「再収監阻止が目的」 袴田さん弁護団、恩赦出願の理由説明

旧清水市(静岡市清水区)で1966年に一家4人を殺害したとして死刑が確定し、第2次再審請求中の袴田巌さん(83)の弁護団は20日午後、刑の執行の免除を求めて静岡地検に恩赦を出願し、理由については「再収監を阻止することが一番の目的」と記者会見で説明した。

恩赦の出願者は、袴田さん本人と姉の秀子さん(86)。恩赦法施行規則によると、検察官は意見を添えて、中央更生保護審査会に上申することになる。

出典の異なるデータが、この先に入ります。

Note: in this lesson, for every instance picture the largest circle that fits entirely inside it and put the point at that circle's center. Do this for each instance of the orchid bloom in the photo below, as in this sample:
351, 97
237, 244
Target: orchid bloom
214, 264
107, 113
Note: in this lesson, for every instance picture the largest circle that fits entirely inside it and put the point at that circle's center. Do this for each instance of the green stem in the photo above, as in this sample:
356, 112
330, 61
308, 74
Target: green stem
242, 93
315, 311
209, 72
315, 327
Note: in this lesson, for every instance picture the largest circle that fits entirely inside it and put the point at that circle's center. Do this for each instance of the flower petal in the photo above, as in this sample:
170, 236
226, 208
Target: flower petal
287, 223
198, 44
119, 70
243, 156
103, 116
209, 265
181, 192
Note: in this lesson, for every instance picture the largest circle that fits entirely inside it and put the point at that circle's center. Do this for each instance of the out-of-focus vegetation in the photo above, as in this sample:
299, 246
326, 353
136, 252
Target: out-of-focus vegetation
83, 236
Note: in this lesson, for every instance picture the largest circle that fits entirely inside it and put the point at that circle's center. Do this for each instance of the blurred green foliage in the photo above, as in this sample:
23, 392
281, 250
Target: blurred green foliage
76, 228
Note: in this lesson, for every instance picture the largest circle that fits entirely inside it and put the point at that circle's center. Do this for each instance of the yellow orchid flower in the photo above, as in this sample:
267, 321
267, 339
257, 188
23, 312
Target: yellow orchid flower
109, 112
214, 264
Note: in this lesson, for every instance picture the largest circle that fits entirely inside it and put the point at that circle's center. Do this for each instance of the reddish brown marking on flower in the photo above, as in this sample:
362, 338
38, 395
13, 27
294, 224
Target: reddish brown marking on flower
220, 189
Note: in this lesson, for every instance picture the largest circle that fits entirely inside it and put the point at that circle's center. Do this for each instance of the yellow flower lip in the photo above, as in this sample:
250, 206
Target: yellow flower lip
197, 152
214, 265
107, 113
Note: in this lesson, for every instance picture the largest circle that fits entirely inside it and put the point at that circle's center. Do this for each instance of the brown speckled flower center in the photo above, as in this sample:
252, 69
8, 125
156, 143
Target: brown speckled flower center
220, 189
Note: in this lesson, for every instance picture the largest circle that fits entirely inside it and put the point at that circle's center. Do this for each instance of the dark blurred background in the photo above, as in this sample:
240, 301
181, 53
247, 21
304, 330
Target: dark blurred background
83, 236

秀子さんや弁護団は恩赦出願後に県庁で会見した。弁護団によると、誤判の可能性が高いと主張。その上で、恩赦がなされても何らかの罪を犯すことは考えられないと指摘し、長期にわたった身体拘束や現在も最高裁で特別抗告審が続いていることにより「精神的負担が継続している」として、恩赦によって直ちに改善されるべき-などと訴えた。

恩赦の出願は1989年と2005年に続き3度目。会見に同席した秀子さんは「恩赦でも何でも、弁護士が『やるべき』と思うことは全てやるべき。もちろん、大いに期待している」と話した。